Sonko lance une offensive politique au Sénégal : enjeux et tensions internes

Le Premier ministre sénégalais Ousmane Sonko a choisi de frapper fort. À travers des discours ciblés et des prises de parole publiques, le leader de Pastef intensifie ses critiques envers ses détracteurs, y compris au sein de l’appareil gouvernemental. Cette dynamique survient alors que les relations entre le chef du gouvernement et le président Bassirou Diomaye Faye font l’objet d’analyses divergentes dans l’actualité ouest-africaine. À Dakar comme à l’international, les observateurs analysent le rééquilibrage des forces au sein de la majorité arrivée au pouvoir en mars 2024.

Un virage politique marqué à Dakar

Ces derniers jours, le ton adopté par le Premier ministre contraste avec la prudence affichée lors des premiers mois de son mandat. Ousmane Sonko s’attaque publiquement aux figures de l’ancien régime et à certains acteurs de la société civile, qu’il accuse de manœuvres occultes. Cette approche, largement commentée dans la presse africaine, vise à reconquérir l’espace médiatique et à réaffirmer son leadership au sein de la coalition au pouvoir.

Le Premier ministre concentre ses interventions sur sa base militante. Pastef, parti dissous puis réhabilité avant l’élection présidentielle, conserve un ancrage solide dans les grandes villes et auprès des jeunes. En relançant un discours axé sur la rupture, Sonko cherche à renforcer sa légitimité, issue des élections législatives de novembre 2024, qui ont confirmé la domination de son mouvement à l’Assemblée nationale.

Des proches du Premier ministre mis de côté dans l’administration

L’intervention d’Ousmane Sonko intervient dans un contexte particulier. Plusieurs de ses alliés, considérés comme des piliers du projet Pastef, n’ont pas obtenu les postes stratégiques escomptés au sein du gouvernement ou des structures clés de l’État. Cette exclusion nourrit, en interne, un sentiment de trahison et d’affaiblissement du projet initial au profit de compromis présidentiels jugés trop accommodants.

Les tensions restent discrètes mais réelles. Plusieurs cadres historiques du parti, discrets depuis l’arrivée au pouvoir, voient leur influence s’amenuiser face à des profils techniques recrutés autour de la présidence. En s’adressant directement à ses partisans, Sonko rappelle que l’idéologie fondatrice du pouvoir reste celle de Pastef. Cette manœuvre vise à rassurer les militants désillusionnés et à envoyer un message clair au palais présidentiel.

Un leadership contesté aux répercussions régionales

Au-delà des frontières sénégalaises, le conflit larvé entre la Primature et la présidence intéresse les observateurs internationaux. Le Sénégal joue un rôle clé dans une Afrique de l’Ouest marquée par les bouleversements sahéliens et la refonte de la CEDEAO. Toute instabilité au sommet de l’État sénégalais pourrait impacter la diplomatie régionale, notamment dans les négociations avec les juntes du Mali, du Burkina Faso et du Niger.

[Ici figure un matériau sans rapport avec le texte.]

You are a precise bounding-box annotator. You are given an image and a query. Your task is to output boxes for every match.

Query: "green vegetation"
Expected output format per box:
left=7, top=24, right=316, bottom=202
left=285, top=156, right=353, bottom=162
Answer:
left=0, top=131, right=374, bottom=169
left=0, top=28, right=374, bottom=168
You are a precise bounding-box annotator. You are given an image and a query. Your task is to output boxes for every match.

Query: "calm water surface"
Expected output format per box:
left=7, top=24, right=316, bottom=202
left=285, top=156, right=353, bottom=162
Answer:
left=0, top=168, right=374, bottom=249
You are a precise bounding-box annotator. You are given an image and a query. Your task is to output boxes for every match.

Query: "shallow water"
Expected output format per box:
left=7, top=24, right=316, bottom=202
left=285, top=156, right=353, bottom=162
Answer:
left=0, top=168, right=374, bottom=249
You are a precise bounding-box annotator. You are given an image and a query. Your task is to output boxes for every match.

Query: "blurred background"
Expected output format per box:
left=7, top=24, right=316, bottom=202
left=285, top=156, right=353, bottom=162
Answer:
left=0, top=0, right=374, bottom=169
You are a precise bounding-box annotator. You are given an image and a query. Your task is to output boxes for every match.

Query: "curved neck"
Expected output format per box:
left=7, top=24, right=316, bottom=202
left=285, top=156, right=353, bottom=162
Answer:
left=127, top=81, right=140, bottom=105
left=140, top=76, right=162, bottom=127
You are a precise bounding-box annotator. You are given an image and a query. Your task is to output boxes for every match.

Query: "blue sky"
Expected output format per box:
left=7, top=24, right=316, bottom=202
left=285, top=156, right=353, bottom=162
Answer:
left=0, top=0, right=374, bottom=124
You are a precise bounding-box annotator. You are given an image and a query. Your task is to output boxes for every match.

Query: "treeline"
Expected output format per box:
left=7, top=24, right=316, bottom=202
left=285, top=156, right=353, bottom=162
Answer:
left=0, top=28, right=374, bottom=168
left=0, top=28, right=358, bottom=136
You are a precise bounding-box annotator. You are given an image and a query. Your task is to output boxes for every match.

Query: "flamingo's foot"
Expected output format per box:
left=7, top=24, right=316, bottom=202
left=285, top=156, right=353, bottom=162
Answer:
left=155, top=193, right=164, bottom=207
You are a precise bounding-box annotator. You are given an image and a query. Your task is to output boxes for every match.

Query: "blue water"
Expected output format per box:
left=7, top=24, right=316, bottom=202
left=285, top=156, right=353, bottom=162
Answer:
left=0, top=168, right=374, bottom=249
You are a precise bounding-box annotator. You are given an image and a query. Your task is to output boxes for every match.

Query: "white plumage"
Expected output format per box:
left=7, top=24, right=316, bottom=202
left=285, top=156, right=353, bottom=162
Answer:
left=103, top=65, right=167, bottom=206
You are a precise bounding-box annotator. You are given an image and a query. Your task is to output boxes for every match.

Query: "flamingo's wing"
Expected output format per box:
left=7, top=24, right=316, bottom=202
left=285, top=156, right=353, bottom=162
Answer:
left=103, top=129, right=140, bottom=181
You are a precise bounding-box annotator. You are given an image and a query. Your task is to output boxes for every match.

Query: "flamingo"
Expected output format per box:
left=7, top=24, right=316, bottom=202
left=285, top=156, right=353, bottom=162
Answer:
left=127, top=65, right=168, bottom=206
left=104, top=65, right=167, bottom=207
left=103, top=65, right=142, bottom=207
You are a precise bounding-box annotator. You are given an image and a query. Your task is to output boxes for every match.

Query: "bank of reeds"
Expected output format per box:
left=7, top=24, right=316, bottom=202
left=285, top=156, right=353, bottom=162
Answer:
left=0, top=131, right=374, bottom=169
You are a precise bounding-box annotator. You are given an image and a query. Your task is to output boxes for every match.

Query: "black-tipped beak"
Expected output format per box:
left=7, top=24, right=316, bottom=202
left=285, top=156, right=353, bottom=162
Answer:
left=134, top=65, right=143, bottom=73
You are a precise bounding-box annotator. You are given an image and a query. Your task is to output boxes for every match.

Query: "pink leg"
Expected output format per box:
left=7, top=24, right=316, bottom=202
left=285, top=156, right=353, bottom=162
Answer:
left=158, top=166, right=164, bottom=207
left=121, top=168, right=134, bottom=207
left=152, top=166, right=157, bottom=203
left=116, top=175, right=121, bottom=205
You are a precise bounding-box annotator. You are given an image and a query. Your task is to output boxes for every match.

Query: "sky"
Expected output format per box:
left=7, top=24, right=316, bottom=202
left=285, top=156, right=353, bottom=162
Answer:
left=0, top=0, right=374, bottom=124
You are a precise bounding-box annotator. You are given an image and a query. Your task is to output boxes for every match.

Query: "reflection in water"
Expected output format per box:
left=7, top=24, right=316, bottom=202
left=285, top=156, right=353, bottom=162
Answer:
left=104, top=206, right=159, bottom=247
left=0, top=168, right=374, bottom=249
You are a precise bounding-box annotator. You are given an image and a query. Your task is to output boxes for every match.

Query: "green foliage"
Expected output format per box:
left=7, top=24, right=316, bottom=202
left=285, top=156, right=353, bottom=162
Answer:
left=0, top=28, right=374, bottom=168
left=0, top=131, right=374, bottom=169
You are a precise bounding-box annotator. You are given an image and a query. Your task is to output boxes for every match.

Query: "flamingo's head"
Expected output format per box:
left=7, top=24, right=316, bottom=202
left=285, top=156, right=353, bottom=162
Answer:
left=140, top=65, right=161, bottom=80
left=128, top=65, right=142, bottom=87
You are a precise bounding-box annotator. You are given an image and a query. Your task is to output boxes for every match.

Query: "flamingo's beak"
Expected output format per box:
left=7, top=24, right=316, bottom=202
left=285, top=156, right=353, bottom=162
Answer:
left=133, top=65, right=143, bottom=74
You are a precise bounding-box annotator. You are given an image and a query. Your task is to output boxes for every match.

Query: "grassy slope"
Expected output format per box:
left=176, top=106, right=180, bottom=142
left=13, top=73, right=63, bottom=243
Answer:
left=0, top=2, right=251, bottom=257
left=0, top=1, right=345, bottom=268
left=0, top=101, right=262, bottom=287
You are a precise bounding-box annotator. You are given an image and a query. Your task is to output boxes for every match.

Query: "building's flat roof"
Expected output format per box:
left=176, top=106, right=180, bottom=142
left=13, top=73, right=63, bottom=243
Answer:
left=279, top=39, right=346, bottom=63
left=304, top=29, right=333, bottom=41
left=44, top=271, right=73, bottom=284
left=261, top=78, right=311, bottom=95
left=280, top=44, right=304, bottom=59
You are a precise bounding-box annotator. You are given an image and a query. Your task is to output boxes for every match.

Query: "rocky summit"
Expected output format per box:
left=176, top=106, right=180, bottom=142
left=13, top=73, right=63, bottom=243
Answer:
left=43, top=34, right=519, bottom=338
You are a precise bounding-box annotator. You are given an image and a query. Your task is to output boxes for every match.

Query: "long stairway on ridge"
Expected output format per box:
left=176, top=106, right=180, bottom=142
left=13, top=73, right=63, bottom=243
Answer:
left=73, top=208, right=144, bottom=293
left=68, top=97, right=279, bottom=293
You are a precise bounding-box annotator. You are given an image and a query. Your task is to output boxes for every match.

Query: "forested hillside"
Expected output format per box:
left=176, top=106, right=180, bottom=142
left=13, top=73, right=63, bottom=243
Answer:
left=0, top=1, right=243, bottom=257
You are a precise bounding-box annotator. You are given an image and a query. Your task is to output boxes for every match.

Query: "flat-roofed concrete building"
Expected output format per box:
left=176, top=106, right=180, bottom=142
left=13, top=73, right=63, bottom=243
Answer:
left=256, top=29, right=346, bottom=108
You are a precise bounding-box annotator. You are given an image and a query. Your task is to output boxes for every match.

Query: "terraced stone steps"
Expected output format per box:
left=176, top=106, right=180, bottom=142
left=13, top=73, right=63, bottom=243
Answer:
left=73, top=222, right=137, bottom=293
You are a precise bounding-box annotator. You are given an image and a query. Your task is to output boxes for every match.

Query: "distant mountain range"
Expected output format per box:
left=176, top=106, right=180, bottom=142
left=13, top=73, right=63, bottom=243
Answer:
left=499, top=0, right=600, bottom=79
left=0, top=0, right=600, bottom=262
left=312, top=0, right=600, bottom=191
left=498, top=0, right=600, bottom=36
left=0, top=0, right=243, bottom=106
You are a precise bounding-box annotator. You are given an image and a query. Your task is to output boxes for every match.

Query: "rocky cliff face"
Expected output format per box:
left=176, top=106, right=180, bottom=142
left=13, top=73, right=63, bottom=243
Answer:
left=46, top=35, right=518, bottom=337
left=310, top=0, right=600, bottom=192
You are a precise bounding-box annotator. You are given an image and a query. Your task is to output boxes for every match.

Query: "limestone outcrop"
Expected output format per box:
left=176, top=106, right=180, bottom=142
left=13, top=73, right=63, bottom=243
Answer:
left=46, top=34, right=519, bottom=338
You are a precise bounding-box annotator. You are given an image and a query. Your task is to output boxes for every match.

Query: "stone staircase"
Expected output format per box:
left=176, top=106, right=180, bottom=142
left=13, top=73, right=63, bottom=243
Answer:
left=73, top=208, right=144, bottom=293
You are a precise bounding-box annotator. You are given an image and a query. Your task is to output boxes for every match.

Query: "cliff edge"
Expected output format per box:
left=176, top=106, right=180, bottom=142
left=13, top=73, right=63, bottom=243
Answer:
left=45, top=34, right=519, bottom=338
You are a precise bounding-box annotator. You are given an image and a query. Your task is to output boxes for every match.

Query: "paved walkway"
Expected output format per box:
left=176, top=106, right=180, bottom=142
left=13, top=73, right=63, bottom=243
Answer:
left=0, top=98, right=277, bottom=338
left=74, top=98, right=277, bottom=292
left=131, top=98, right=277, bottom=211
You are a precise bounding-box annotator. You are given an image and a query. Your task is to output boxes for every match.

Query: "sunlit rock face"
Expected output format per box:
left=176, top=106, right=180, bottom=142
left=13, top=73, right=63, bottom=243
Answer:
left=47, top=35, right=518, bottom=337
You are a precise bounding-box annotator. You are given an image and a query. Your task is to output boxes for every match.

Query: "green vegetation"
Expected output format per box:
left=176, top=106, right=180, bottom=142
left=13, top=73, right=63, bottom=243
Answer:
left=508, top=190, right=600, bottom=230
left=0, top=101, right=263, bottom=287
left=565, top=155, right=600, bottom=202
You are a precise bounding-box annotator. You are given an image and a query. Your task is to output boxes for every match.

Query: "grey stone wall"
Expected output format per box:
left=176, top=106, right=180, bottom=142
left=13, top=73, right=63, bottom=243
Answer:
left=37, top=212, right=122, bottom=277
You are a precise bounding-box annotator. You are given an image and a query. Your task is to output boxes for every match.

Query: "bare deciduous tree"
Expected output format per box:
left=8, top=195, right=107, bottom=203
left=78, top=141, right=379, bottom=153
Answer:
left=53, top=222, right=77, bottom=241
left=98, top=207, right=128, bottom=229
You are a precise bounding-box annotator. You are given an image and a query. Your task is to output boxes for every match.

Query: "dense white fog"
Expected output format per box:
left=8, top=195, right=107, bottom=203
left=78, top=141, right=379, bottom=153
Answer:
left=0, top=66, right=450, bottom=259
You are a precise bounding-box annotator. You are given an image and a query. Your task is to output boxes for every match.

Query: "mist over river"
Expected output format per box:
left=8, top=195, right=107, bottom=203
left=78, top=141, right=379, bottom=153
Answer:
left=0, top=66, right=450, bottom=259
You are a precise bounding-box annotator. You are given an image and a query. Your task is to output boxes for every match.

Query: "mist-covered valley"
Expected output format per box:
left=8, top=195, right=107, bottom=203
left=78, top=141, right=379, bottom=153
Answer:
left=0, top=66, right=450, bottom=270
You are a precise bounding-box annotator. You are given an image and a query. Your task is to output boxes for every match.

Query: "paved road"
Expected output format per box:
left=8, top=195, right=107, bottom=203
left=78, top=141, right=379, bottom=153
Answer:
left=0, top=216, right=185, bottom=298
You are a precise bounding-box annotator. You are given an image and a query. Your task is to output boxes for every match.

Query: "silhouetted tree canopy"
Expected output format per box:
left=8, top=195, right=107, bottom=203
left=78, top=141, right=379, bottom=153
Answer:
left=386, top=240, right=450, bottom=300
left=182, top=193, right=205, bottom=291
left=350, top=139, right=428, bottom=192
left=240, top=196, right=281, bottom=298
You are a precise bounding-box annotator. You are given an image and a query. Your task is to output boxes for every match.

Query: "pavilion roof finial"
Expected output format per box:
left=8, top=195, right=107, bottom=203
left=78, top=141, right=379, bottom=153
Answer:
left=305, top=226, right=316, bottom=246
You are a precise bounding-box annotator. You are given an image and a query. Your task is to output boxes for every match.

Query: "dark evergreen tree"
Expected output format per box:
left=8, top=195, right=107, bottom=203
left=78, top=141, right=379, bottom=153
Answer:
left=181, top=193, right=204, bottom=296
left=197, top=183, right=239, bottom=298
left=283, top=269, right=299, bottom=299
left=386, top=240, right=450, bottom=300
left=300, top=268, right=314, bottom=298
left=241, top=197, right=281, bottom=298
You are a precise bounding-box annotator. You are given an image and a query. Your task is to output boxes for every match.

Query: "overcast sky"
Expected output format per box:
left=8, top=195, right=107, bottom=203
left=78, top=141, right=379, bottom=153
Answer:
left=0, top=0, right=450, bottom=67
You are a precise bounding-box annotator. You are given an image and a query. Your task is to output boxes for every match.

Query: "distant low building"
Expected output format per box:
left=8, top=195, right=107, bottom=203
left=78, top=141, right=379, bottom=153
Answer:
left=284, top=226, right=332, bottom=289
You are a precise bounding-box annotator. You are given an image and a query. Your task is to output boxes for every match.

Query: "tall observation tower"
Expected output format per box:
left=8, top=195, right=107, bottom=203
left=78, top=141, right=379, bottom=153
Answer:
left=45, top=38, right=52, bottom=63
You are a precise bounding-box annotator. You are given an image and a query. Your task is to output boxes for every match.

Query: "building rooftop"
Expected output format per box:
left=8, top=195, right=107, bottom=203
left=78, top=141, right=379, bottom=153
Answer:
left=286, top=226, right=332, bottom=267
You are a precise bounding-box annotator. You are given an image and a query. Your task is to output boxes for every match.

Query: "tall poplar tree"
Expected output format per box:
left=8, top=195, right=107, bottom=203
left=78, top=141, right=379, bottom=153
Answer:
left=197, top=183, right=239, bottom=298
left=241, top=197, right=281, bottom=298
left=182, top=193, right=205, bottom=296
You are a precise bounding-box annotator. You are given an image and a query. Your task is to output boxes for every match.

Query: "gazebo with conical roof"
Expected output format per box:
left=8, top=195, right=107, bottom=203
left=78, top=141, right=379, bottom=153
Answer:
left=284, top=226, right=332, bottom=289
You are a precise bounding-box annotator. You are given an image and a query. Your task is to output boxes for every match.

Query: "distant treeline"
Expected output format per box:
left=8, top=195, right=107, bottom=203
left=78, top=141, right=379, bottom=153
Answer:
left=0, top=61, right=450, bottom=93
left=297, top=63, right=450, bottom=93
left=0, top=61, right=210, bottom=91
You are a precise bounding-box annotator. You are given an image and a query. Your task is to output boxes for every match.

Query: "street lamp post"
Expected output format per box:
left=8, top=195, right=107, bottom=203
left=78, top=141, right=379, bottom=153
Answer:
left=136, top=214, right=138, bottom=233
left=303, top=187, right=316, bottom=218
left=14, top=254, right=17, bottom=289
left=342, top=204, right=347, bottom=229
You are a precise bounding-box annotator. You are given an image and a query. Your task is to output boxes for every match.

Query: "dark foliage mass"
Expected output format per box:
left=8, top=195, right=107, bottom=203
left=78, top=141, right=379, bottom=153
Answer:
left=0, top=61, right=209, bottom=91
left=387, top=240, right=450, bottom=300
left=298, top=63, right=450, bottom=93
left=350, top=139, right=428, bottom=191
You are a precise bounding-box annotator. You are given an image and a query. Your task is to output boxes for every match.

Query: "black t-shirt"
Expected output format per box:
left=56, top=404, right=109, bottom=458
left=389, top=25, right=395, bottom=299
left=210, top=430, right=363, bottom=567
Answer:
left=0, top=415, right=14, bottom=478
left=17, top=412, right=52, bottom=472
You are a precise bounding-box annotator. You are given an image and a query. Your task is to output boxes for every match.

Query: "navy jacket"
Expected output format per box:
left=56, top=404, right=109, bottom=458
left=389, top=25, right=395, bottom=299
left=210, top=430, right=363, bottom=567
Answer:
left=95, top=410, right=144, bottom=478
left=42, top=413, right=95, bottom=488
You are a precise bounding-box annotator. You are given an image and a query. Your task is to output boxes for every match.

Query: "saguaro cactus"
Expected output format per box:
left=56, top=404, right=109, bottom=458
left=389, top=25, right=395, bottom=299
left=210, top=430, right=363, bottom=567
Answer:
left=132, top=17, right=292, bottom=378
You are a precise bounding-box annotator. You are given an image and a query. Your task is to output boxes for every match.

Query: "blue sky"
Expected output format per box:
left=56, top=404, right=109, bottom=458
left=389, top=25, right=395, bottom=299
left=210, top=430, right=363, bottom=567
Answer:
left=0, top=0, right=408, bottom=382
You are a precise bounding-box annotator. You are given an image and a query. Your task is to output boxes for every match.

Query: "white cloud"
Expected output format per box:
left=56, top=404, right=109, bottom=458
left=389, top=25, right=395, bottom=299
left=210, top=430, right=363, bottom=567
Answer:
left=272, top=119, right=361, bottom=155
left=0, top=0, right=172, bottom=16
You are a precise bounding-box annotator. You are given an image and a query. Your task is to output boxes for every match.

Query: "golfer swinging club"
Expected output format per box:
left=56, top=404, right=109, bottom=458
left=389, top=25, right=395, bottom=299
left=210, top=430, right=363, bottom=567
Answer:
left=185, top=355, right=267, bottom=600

Pour les investisseurs et les partenaires financiers, la cohérence du duo exécutif est un critère essentiel. Les discussions en cours avec le FMI sur la viabilité de la dette, après la révélation d’un état des finances publiques dégradé issu de l’ère Macky Sall, nécessitent une communication gouvernementale unifiée. Pourtant, les déclarations du Premier ministre, perçues comme une volonté d’affirmation personnelle, risquent de brouiller le message officiel concernant les réformes structurelles et la trajectoire budgétaire du référentiel Sénégal 2050.

Cependant, Ousmane Sonko dispose d’atouts majeurs. Sa majorité parlementaire, sa popularité auprès des jeunes et son contrôle sur le parti lui offrent une marge de manœuvre exceptionnelle pour un chef de gouvernement. La question centrale reste de savoir si cette offensive verbale annonce un remaniement, une réorientation stratégique ou simplement une consolidation de son autorité au sein de sa formation politique.